Posted on:2003-08-27Degree:Ph.DType:Dissertation
University:University of South CarolinaCandidate:Adams, Charles FredericFull Text:PDF
GTID:1465390011982167Subject:Speech communication
Abstract/Summary:
Three factors have been identified as contributing to the speechreading of sentences. These are the skill of the observer, the visual intelligibility of the talker, and the sentence itself. This study was designed to investigate the role of the sentence in the speechreading paradigm, and to explore possible characteristics of sentences that contribute to their intelligibility, independent of the talker and the observer.

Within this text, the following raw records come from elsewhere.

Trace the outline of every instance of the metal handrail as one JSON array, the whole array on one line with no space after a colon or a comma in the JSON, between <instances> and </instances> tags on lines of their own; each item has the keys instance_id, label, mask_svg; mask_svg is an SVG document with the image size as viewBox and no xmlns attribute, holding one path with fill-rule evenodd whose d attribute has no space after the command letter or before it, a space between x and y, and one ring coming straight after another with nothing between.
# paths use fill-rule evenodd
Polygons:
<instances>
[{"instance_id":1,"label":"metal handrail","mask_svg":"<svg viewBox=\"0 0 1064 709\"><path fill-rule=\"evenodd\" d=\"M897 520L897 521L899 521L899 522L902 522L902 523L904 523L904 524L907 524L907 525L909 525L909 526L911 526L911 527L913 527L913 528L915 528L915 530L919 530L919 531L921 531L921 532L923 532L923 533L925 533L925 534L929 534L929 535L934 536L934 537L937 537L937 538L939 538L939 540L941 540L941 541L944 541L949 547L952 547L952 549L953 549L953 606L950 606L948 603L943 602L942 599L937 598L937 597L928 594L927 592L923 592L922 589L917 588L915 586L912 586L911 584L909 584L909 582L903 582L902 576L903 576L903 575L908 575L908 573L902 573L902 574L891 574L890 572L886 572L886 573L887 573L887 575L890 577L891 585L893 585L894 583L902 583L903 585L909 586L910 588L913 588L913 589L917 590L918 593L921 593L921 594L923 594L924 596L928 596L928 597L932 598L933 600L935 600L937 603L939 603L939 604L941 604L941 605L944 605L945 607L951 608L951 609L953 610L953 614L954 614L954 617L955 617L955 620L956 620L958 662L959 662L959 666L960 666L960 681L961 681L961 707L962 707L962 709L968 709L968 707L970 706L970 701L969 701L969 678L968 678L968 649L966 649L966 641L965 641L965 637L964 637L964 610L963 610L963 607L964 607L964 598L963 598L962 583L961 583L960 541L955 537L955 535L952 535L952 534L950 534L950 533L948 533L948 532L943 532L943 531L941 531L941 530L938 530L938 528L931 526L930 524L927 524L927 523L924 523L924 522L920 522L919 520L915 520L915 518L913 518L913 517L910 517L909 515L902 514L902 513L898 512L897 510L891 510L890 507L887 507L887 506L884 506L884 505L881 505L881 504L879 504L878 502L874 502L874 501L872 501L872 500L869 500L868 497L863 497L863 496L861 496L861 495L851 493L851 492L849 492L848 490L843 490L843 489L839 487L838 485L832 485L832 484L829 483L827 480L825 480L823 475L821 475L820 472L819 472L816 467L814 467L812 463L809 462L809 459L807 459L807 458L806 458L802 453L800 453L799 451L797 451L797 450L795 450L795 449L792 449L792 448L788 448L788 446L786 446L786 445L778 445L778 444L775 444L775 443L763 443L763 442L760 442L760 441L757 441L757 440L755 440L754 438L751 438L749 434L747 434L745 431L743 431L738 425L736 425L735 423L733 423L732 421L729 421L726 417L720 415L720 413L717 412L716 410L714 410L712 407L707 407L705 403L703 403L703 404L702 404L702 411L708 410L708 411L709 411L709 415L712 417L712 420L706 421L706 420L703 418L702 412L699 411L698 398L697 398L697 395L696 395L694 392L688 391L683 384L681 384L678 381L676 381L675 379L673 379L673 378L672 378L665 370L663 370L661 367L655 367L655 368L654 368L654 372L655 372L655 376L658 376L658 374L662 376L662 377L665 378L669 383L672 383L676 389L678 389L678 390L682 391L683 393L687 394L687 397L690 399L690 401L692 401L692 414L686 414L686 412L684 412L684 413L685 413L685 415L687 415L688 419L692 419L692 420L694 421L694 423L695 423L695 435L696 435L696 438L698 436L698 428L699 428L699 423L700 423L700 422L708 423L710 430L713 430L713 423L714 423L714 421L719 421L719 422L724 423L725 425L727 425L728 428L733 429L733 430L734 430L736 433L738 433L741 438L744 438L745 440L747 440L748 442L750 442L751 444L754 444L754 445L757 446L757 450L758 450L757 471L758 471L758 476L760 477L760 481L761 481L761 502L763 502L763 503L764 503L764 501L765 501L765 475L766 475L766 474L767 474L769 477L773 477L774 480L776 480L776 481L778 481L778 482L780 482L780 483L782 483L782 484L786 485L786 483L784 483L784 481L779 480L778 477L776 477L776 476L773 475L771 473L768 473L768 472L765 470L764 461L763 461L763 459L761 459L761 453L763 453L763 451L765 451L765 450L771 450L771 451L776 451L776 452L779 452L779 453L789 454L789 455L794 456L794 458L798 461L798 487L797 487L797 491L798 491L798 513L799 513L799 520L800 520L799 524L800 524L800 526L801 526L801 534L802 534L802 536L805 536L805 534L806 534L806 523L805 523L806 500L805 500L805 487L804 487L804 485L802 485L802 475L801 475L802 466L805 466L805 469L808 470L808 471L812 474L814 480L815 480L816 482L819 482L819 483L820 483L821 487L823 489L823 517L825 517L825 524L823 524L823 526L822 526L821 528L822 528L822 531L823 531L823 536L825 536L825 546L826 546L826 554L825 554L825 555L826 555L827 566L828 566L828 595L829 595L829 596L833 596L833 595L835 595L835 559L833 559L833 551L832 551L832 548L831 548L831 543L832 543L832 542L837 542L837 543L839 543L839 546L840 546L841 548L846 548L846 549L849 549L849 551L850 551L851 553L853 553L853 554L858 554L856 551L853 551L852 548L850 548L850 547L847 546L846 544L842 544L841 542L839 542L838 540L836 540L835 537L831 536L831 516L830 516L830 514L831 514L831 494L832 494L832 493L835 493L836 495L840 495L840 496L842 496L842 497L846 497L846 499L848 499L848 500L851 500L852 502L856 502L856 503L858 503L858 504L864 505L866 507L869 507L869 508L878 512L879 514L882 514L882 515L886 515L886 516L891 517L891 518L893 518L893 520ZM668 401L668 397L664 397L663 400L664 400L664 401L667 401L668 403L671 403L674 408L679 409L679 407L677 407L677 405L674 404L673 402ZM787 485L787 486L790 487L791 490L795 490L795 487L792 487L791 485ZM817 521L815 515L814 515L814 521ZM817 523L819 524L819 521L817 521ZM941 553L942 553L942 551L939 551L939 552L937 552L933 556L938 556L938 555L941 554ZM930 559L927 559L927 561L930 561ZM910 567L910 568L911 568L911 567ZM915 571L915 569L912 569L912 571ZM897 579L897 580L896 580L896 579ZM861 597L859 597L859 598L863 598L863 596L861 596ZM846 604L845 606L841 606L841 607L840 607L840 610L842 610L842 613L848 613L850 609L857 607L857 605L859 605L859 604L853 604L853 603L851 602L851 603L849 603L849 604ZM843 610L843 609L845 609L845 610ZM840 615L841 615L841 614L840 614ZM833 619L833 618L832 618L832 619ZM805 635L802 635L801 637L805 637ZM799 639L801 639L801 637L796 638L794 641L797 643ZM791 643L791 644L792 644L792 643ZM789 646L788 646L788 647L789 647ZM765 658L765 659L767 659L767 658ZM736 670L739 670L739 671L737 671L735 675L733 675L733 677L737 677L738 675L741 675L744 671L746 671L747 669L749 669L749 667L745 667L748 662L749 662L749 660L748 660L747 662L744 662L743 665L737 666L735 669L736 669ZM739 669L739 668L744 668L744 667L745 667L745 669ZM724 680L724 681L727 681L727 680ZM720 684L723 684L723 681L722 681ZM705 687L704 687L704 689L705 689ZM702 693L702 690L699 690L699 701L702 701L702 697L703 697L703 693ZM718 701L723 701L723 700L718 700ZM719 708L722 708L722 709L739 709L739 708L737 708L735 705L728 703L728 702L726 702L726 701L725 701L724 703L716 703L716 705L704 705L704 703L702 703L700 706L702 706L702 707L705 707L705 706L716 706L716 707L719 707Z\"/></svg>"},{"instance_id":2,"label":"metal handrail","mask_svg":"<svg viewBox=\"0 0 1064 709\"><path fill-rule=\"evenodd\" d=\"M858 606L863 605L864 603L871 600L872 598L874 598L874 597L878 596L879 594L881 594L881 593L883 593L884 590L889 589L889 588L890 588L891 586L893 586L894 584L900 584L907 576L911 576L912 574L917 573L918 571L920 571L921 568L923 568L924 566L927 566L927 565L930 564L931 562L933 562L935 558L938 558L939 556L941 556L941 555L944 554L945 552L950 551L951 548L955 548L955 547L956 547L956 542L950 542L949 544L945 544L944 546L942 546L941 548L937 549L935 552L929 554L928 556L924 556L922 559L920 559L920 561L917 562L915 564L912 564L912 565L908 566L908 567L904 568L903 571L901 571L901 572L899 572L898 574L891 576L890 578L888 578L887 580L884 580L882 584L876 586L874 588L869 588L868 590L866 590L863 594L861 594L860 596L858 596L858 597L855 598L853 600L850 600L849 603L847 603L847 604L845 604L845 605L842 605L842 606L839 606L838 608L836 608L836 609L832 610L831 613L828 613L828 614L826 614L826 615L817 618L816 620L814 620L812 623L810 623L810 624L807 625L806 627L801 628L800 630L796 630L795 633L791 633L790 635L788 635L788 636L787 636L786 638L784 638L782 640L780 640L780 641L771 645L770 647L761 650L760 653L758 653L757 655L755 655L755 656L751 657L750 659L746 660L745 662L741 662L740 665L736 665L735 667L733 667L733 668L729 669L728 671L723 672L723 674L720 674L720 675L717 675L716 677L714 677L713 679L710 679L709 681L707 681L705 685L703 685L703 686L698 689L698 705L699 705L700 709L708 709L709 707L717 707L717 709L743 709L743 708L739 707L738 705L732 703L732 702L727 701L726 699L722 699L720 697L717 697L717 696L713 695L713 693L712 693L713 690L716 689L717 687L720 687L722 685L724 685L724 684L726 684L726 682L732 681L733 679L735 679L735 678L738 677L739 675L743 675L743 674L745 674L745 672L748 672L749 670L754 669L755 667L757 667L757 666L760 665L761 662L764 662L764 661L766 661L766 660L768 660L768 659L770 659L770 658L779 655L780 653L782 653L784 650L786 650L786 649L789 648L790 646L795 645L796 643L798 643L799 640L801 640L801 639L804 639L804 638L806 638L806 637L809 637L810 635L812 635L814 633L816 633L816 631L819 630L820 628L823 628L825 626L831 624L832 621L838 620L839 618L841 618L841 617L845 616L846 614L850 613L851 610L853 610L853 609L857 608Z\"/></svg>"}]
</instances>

Four studies were conducted to examine the sentence effect. The first study was a replication of Demorest & Bernstein's generalizability study (1992), which identified the sentence effect as the most dominant of the three factors. The generalizability study revealed that 13.5% of the variance was accounted for by the observer, 0.0% of the variance was accounted for by the talker, and 33.2% was accounted for by the sentence. The replication, involving new talkers and a different scoring method, agreed well with Demorest & Bernstein (1992). There was a talker by sentence interaction that accounted for 2.5% of the variance, and error accounted for the remaining 50.8%. Study II examined the durability of the sentence effect across talkers, with the observer effect removed. In addition to the two new talkers used in this research, data from Hinkle (1978) and Demorest & Bernstein (1992) were included, yielding a total of five talkers. Results indicated a strong sentence effect, accounting for over 50% of the variance. The focus of Study III was the effect of observer performance level on the sentence effect. Participants were divided into high, medium and low performance groups, and correlations were calculated within each talker across sentences. Again, the sentence effect accounted for up to half of the variance, consistent with the strength of the sentence effect seen in Studies I and II. Study IV sought to discover characteristics of sentences which could predict their percent keyword correct scores. Factors involving the likelihood of the sentence, the frequency of the initial keywords in the sentence, the number of keywords per sentence, and the ratio of function to content words were significant predictors of speechreading performance, resulting in R-square values approaching 0.5.